Moi, goutte d’eau dans un océan de papier

par Hugues Royer

Comment sortir du lot lorsque plus de 700 romans sont publiés, au même moment, pour la rentrée littéraire ? Mode d’emploi...

Tout commence par une phrase. Une phrase que j’essaie de coucher, chez moi, d’une écriture brouillonne, au dos d’une enveloppe éventrée. J’ai fermé la porte pour ne pas me laisser distraire par le babil de mes jumelles de deux ans et demi. Concentration. Donner envie de lire cent quatre-vingts pages en une seule phrase. Une phrase qui mette en appétit, ne rebute pas. Accrocheuse, dense, profonde si possible.

« La » phrase que je vais adresser à la moitié des critiques littéraires de Paris et d’ailleurs, à l’intérieur du livre, juste sous le titre : « Daddy blue ». Ne pas se rater. Je veux qu’on lise mon roman, je crève d’envie d’être reconnu, mais je ne vais pas faire le tapin pour ça. Je crois que j’ai trouvé. « Mieux qu’un coup de foudre, la paternité peut se révéler un tournant révolutionnaire dans la vie d’un homme. » Ça sonne comme une maxime, ça tient sur quatre lignes, ça fera un bel effet graphique. Avant de partir, j’emporte un feutre noir et neuf. Rien de pire qu’une panne sèche.

Je suis à l’heure au rendez-vous, 10 h 30, au 17 rue du Regard, dans le sixième arrondissement de Paris, l’antenne de presse du cherche midi. Nous sommes le lundi 4 juin, J’ai pris ma matinée pour ça. Les people des pages du célèbre magazine qui me nourrit attendront. Je suis accueilli par Catherine Broders, la très avenante directrice de la communication, qui me reçoit cinq minutes dans son bureau — j’ai déjeuné avec elle il y a trois semaines, au bar du Lutétia.
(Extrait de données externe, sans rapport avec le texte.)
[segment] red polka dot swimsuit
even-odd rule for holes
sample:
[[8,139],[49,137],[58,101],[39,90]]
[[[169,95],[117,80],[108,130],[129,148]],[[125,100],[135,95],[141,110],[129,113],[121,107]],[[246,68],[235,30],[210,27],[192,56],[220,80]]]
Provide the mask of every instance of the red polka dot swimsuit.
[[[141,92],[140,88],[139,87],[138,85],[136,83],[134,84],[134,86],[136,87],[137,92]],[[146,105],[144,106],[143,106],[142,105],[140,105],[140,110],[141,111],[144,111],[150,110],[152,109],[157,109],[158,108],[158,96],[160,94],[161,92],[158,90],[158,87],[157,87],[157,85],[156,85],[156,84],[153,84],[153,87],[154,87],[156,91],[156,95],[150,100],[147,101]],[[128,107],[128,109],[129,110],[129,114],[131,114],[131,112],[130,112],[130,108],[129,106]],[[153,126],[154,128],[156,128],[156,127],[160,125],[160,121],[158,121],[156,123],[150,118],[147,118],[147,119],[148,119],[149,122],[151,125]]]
Des piles de « Daddy blue » m’attendent, enserrées dans un plastique transparent que je déchire comme si j’avais des griffes à la place des doigts. Une centaine d’exemplaires, à vue de nez. Je n’en verrai jamais autant à la Fnac : je ne suis pas Marc Lévy. Une assistante me propose un café en précisant qu’il n’y a pas de sucre. Je m’assois à un petit bureau blanc. J’ai apporté la liste de ceux qui me soutiennent depuis que je publie des romans. Mon réseau se fissure de partout. Il y a des noms à barrer, des transferts de journalistes que j’ai zappés. Laurent Bonelli, le patron de la librairie du Virgin des Champs-Élysées, est mort. Et ça me fait froid dans le dos, même si je ne l’avais rencontré que deux fois, dont une lors d’un dîner chez Pascal Sevran, où étaient également conviés Benoît Duteurtre et Gilles Martin-Chauffier.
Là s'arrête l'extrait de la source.